Children ages 6 months and older are eligible for a COVID vaccine primary series, but many have not been vaccinated. About 61% of adolescents ages 12-17 years, 32% of children ages 5-11 years, 3% of children ages 2-4 years and 2% of children under 2 years have completed their primary series, according to CDC data.

The AAP supports inclusion of COVID vaccines in the VFC program. In a letter to the White House COVID-19 response coordinator earlier this month, AAP President Moira A. Szilagyi, M.D., Ph.D., FAAP, noted the move would help raise vaccination rates as the program administers vaccines to nearly half of U.S. children.

“Having the ability to order COVID-19 vaccines through VFC will help pediatricians and other participating VFC providers order these vaccines in a similar fashion to other routine immunizations,” she wrote. “It is imperative, however, to relieve some of the administrative burden currently associated with administering COVID-19 vaccines and participating in the VFC program.”

She cited restrictions on storing public and private vaccines in the same refrigerator and having to refer uninsured children to a federally qualified health center or rural health clinic.

The AAP also is encouraging federal authorities to ensure adequate payment levels for VFC providers to administer COVID vaccines.
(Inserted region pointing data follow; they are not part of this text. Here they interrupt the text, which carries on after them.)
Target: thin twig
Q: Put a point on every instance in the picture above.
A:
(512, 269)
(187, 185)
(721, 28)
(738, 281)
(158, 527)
Dr. Szilagyi laid out numerous actions the administration could take to address these and other hurdles to COVID vaccine administration that pediatricians face.

“Simply put, the nation’s pediatricians need to be supported as we attempt to vaccinate our nation’s youngest citizens against COVID-19,” Dr. Szilagyi wrote. “If there are too many financial and practical disincentives for pediatric clinicians to purchase, stock and administer COVID-19 vaccines, we will fail to meet the challenge.”